An der gemeinsamen Front des ideologischen Kampfes engagiert, geben die akademischen Juristen implizit eine heilige Vereinigung innerhalb ihrer Gemeinschaft zu und neigen dazu, die Kontroversen zwischen ihnen zu vernachlässigen, obwohl sie die treibende Kraft ihrer “Wissenschaft” sind, um ihre Angriffe auf die Theorien ihrer feindlichen Kollegen zu konzentrieren. Die Professoren des deutschen Rechts, die im Reich hohes Ansehen genossen, wurden beschuldigt, dem Imperialismus die juristischen Waffen zu liefern, unter Missachtung aller internationalen Konventionen Gewalt zu propagieren und die schlimmsten Gräueltaten zu rechtfertigen, die auf dem Boden der überfallenen Gebiete begangen wurden. Germanische Wissenschaftler wie Savigny, Jhering, Mommsen, Gerber und Laband, die vor dem Konflikt sehr einflussreich waren, wurden verunglimpft und ihre Theorien trotz der Attraktivität, die sie hervorgerufen hatten, einhellig als Instrument der deutschen Barbarei verurteilt. In einer Zeit, in der der Sozialdarwinismus und die Rassentheorie von Spencer und Gobinot in den Köpfen der Intellektuellen noch sehr präsent waren, betonten zahlreiche Reden von Juristen und Rechtshistorikern die Gewalt und den verderbten Charakter der deutschen Mentalität, wie beispielsweise die Vorlesungen von Jacques Flach am Collège de France zwischen 1914 und 1919. Die deutsche Philosophie wird auch von französischen Juristen wie Duguit verunglimpft und bekämpft, der in einem Artikel mit dem Titel Rousseau, Kant und Hegel die Genealogie des Kults der Allmacht des Staates aufzeigt. Der Antigermanismus ist in der Öffentlichkeit so präsent, dass einige französische Juristen, wie zum Beispiel Carré de Malberg, Angriffen ihrer eigenen Kollegen ausgesetzt sind, die in ihren Auffassungen das Zeichen des deutschen Einflusses sehen.

Die Brutalisierung der Gesellschaft verändert die Ausübung der Macht radikal, und das Recht leidet unter den Folgen der kriegerischen Totalisierung. Die republikanische Legalität verändert sich unter dem Einfluss des durch den Konflikt hervorgerufenen Ausnahmezustands. Am Rande des verfassungsrechtlichen Rahmens wird ein Kriegsrecht entwickelt, um den Aggressionen der deutschen Armee zu begegnen und den dringenden Bedürfnissen der Zivil- und Militärbevölkerung gerecht zu werden. Die Unvorhersehbarkeit des Krieges zwang Regierung und Parlament in den ersten Monaten des Konflikts dazu, zugunsten einer Militärdiktatur abzudanken.

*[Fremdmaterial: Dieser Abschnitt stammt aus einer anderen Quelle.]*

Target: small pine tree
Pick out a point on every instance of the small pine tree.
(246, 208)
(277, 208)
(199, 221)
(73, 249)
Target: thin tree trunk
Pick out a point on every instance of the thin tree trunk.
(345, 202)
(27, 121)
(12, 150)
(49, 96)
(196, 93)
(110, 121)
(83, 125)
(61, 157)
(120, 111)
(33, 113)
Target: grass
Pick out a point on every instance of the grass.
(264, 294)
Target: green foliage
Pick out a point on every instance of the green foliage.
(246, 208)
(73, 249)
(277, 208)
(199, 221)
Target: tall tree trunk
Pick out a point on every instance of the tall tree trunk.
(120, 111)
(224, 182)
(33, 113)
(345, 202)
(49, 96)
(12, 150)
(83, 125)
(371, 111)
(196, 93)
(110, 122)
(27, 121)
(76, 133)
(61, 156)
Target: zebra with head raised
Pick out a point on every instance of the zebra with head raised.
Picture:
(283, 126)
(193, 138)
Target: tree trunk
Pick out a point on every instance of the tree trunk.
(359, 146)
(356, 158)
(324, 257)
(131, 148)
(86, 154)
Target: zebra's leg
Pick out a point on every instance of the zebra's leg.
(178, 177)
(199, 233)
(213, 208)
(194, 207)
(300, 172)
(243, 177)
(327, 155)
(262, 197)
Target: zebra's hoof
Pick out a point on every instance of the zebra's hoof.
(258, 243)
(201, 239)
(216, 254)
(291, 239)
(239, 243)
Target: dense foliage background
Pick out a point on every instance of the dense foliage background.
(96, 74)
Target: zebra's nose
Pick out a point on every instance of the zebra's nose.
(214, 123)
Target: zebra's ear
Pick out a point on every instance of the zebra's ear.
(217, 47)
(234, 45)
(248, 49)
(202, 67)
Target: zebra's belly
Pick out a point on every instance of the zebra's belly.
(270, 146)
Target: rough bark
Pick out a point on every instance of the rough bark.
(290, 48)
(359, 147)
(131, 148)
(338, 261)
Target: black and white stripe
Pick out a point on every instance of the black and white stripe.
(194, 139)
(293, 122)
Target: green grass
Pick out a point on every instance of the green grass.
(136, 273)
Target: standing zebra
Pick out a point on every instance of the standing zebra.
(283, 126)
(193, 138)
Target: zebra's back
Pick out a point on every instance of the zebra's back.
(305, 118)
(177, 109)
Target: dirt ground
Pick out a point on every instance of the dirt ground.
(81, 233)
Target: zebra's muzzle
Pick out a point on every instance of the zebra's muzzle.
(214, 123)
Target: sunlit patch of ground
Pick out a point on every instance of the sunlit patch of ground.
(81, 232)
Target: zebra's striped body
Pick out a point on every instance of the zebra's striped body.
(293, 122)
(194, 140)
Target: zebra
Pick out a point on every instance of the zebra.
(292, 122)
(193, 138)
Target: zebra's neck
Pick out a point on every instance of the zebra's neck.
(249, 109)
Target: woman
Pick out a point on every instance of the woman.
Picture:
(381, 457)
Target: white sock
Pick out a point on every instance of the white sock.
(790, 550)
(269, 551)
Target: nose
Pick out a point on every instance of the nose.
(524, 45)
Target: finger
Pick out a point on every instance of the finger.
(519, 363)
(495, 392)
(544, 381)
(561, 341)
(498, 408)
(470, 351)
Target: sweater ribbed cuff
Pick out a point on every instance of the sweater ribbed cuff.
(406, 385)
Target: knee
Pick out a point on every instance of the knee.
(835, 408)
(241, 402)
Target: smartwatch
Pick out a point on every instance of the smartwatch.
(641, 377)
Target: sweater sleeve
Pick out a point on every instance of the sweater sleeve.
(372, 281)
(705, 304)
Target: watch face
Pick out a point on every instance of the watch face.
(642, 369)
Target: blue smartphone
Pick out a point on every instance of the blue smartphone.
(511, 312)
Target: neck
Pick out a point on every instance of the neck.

Die republikanische Exekutive, die wieder in ihr Amt eingesetzt wurde, schränkte die Garantien gegen Willkür erheblich ein, indem sie regelrechte Kriegsgerichte einrichtete. Außerdem kontrollierte sie die Ausübung der Grundfreiheiten streng, indem sie eine präventive Pressezensur organisierte und jede öffentliche Versammlung oder Demonstration verbot. Die Machtausübung wird somit von Autoritarismus und empirischen rechtlichen Lösungen beherrscht, da die Regierung massiv auf Gesetzesdekrete und Rundschreiben zurückgreift, um die Verwaltung im Krieg zu organisieren. Der Staatsrat bekräftigte zwar seine Rolle bei der Kontrolle der Rechtmäßigkeit der Handlungen der Verwaltungsbehörden, räumte jedoch ein, dass außergewöhnliche Umstände vorlagen, die eine Abweichung von den üblicherweise zugelassenen Rechtsgrundsätzen rechtfertigten. Dank seiner Rechtsprechungsgewalt in einem Bereich, in dem die Texte nicht ausreichen, um präzise Lösungen zu liefern, unterstützt er den Staat bei seiner Rolle als Normgeber, indem er “Theorien” aufstellt, die die wichtigsten Grundsätze des Verwaltungsrechts begründen. Die Zulassung der Unvorhersehbarkeit in öffentlichen Verträgen und die Anerkennung des Status der öffentlichen Dienstleistung für Unternehmen, die eine Aufgabe von allgemeinem Interesse wahrnehmen, symbolisieren diese Machtübernahme der Justiz beim Aufbau des Verwaltungsrechts.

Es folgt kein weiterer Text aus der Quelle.